Theroux's depictions of non-white cultures may come across as simplistic and a caricature, angering a reader looking at this through the lens of the politically correct. Political correctness is something more people need to be attuned to, especially in everyday interactions and in tolerating other cultures, beliefs, and so forth. As a means to interpret literature, political correctness is a narrow myopic lens. It shuts off interpretation in favor of hysterical reaction. Reacting isn't the same thing as thinking.

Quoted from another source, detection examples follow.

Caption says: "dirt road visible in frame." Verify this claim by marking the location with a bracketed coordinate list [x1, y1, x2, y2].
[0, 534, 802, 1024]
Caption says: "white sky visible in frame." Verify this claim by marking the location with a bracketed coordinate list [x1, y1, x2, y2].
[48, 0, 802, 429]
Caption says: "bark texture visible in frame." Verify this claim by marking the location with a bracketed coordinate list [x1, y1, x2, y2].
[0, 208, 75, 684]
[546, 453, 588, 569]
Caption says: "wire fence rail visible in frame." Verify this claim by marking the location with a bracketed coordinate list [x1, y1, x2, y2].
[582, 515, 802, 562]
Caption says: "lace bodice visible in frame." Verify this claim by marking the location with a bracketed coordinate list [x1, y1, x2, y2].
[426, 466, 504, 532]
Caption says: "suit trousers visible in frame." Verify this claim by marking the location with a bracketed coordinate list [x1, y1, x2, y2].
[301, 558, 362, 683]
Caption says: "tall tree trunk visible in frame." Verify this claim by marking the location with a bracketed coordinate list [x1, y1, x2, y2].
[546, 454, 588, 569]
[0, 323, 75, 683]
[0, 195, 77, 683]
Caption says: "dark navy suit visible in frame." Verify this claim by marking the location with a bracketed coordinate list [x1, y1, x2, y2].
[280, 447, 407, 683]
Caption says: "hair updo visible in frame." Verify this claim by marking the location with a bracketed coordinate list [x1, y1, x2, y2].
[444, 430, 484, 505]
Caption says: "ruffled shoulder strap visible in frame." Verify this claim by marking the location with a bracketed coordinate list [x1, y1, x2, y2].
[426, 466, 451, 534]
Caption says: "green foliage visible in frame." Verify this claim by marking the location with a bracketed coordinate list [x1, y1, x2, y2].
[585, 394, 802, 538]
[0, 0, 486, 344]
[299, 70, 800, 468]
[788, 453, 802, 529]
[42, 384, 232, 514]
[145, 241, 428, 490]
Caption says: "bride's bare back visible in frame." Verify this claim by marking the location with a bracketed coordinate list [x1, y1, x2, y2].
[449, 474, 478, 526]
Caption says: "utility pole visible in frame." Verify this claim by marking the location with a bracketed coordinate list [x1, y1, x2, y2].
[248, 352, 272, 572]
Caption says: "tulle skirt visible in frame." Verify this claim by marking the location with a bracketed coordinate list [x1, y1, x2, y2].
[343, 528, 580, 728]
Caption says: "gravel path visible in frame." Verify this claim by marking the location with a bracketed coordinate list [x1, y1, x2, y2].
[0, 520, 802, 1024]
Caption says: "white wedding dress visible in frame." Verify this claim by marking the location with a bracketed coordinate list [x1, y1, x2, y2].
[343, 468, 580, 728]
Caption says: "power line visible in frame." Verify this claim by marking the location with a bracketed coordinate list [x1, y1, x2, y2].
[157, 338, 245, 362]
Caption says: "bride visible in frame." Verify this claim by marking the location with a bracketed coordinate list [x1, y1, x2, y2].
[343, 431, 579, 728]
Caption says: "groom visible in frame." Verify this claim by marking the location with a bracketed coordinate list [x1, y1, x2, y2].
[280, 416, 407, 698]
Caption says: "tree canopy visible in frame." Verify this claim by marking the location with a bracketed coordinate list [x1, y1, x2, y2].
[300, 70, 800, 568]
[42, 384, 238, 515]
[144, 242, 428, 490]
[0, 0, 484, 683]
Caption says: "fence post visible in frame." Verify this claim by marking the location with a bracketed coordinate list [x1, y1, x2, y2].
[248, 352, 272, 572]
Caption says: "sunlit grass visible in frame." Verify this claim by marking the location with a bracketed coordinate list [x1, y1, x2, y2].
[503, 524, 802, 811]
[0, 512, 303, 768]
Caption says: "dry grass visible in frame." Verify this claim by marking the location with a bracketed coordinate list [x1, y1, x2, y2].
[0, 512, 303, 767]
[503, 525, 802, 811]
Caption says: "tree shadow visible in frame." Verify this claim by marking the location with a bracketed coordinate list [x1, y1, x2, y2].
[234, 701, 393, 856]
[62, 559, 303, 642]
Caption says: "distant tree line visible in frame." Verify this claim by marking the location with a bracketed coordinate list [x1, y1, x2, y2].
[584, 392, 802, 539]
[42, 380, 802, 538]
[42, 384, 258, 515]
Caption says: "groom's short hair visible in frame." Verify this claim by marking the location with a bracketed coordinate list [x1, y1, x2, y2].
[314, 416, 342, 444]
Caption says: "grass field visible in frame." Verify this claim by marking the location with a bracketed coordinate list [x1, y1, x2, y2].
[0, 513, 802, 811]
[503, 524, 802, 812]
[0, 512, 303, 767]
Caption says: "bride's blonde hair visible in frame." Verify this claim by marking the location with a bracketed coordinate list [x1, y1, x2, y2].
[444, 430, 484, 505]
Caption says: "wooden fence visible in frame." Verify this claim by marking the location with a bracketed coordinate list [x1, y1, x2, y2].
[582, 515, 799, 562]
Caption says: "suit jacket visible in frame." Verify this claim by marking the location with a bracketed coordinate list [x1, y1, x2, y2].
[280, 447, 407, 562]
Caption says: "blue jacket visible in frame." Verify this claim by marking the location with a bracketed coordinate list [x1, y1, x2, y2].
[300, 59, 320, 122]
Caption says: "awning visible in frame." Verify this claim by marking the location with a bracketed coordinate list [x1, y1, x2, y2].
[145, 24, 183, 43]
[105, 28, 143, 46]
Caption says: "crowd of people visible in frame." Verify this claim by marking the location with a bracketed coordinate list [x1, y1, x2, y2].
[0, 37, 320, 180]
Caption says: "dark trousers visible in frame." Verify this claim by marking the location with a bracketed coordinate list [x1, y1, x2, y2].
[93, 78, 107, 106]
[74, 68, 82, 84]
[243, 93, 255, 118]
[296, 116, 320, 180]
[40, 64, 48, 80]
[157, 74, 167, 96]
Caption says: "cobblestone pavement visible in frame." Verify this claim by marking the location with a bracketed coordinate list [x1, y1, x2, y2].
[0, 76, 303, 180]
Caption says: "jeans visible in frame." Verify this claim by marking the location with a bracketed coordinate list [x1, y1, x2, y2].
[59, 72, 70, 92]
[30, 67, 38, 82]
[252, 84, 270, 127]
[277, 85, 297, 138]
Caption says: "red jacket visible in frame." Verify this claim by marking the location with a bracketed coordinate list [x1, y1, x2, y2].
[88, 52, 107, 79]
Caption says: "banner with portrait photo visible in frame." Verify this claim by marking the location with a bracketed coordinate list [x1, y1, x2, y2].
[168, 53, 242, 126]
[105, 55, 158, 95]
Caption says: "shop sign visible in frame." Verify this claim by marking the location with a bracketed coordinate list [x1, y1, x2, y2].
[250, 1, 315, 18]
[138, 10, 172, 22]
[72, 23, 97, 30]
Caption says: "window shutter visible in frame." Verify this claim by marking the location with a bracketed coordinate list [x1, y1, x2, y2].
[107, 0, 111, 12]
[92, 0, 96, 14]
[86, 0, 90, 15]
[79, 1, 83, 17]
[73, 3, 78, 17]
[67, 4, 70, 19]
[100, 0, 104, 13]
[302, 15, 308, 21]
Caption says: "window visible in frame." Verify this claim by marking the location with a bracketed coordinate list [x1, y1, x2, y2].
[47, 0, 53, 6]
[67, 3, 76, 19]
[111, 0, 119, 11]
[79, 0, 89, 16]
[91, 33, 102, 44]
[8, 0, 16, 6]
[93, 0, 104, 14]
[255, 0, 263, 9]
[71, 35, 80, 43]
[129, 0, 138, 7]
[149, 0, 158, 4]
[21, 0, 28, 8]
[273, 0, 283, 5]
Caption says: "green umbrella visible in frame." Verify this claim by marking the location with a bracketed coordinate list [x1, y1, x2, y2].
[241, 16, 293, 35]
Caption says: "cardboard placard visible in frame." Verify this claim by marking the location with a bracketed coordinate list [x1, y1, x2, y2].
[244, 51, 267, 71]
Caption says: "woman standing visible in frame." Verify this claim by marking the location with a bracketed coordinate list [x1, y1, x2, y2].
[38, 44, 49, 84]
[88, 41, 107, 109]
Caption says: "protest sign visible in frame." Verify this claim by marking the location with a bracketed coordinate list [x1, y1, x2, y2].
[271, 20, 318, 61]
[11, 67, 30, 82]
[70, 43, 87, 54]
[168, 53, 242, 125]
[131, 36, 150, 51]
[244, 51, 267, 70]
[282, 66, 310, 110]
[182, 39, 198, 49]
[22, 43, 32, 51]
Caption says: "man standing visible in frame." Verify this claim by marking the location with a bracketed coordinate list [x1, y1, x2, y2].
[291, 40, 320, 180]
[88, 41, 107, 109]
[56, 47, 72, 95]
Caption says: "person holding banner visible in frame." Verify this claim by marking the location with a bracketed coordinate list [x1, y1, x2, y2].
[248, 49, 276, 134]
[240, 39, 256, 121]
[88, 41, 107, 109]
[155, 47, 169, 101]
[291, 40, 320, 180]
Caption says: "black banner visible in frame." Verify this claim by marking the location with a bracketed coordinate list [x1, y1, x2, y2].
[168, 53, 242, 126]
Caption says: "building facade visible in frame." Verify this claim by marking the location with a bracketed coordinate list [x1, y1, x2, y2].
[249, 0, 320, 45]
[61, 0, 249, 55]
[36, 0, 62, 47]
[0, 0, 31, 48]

Three Wogs is indeed racist, in the same way Blazing Saddles is racist. Racial slurs spatter the text, but words are neither good or bad. But people can be good or bad when using these words. Who is using the racial slurs? The Grand Wizard of the KKK and Richard Pryor will use the same words, but the intent will be different. Intention is everything. In Theroux's case, he's using the racist words against the racists. He also made both the racists and the non-white characters fully rounded individuals. This makes it more challenging to fit any specific character into a particular moral box. Life just isn't simple. We'd like to think so, believing in conspiracy theories and such, when in fact we are each a unique product of time and circumstance. It is good to be politically correct, but, like anything else, don't succumb to wearing PC blinders or using PC as a crutch. Besides, Three Wogs is a comic novel. Lighten up, laugh a little.

What makes this American Odd? That's less easy to answer, since Theroux wrote this in London and the three stories take place entirely in London. (One could understand if someone mistook this book for a piece of British literature.) It's oddness only becomes apparent when we see the rest of Theroux's literary output. Unlike his future works - Darconville's Cat, An Adultery, Laura Warholic - this book is short, takes place entirely in Britain, and has no "woman done him wrong" plot. But Alexander Theroux is also an oddball in American letters for other reasons. He has written biographies of Al Capp and Edward Gorey, along with a travelogue on Estonia. His latest endeavor is an 800-page doorstopper about the food aversions of famous people. Alexander Theroux is an odd, odd man and American literature is all the richer for it.

http://www.cclapcenter.com/2017/01/american_odd_three_wogs_by_ale.html ( )
1 vota kswolff | Jan 6, 2017 |
I've just abandoned Alexander Theroux's Three Wogs on page 67, after completing the first of the three component novellas and getting a little way into the second. Not only have the focal characters been somewhere between unpleasant and downright contemptible but the environment in the second is described in stomach-churning detail.

I don't require everything to be strawberries and cream, but the act of making revolting images nauseatingly vivid is not my kind of art. I have no reason for wanting to invest hours of my time watching a virtuoso employ his rhetorical skills to arouse disgust.

Here is the sentence where I stopped:

"A long, unsparing hour followed, further sanctuary, in the walk-down toilet (dubbed "the shot tower"), a cold cast-iron street shelter marked "Gentlemen," into which Roland disappeared, and, flashing pages on the stool above his rising smell, he sat and digested the match summaries with approval if he ticked the sheets, or, otherwise, with a disgust that was indicated by vicious spurts of rheum hacked fruitily up the glottis and spat through the open cabinet often missing by mere windlestraw, and often not, the snuffling bums gathered there, smelling of old petrol, sleeping in circles like partridges, rolling fitful in their rags and urine, and secretly being eaten away by meth, nicotine fumes, and various unnamed diseases."